In this module, we covered two major topics that will help us understand the data structures and algorithms we’ll learn in this course. First, we learned about the use of preconditions, postconditions, and loop invariants to help describe the exact specifications of how methods and loops should operate in code. We’ll use these as the basis of unit tests in this course to help prove the correctness of data structures and algorithms we are asked to develop throughout the course.

In addition, we were introduced to the concepts of time complexity, space complexity, and code complexity, three ways to measure the performance and usefulness of a computer program.
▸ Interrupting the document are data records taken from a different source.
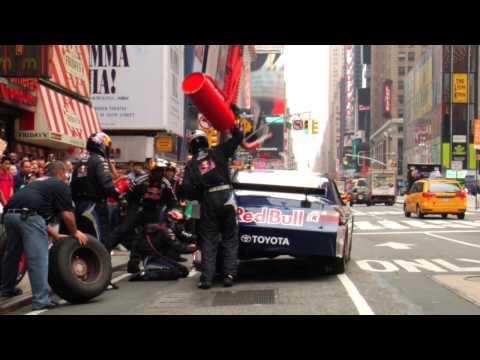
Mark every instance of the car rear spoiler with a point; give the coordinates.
(281, 189)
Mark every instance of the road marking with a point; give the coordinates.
(421, 225)
(416, 266)
(392, 225)
(417, 232)
(63, 302)
(358, 300)
(121, 277)
(453, 240)
(449, 223)
(366, 225)
(397, 246)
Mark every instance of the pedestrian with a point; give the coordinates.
(69, 166)
(207, 180)
(92, 184)
(7, 183)
(25, 169)
(26, 222)
(13, 157)
(13, 171)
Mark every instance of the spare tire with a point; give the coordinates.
(79, 273)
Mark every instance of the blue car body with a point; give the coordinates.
(274, 218)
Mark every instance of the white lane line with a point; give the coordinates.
(416, 232)
(448, 223)
(452, 240)
(392, 225)
(63, 302)
(421, 225)
(366, 225)
(358, 300)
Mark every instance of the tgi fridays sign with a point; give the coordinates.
(19, 92)
(349, 90)
(70, 68)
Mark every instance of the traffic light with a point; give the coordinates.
(212, 138)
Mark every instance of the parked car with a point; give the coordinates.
(442, 196)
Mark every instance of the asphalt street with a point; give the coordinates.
(399, 266)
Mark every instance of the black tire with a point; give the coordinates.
(419, 213)
(93, 257)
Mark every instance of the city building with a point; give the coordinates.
(390, 65)
(136, 90)
(45, 107)
(441, 94)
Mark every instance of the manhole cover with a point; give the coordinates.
(244, 297)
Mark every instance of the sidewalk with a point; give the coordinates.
(119, 260)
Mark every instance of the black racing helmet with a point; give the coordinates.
(197, 140)
(99, 143)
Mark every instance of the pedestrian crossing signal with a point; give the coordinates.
(212, 138)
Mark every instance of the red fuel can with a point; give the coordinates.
(209, 100)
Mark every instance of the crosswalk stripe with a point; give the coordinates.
(449, 223)
(366, 225)
(421, 225)
(469, 223)
(388, 224)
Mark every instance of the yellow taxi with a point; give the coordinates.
(439, 196)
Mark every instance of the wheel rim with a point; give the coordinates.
(85, 265)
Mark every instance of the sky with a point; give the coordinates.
(306, 75)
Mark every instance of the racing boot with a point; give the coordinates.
(204, 284)
(228, 281)
(133, 266)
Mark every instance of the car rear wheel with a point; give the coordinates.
(79, 273)
(419, 213)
We also learned that it may be difficult to find a perfect program that has very little time, space, and code complexity, so many times we’ll have to consider a trade-off between programs that operate quickly, use less memory, and are easier to understand.

Which these tools, we’re in a much better place to understand the specifics of the data structures and algorithms we’ll encounter in this module. Next, we’ll do a short project to explore how we can build programs based on a set of preconditions, postconditions, and invariants instead of the plain language descriptions we’ve used up to this point.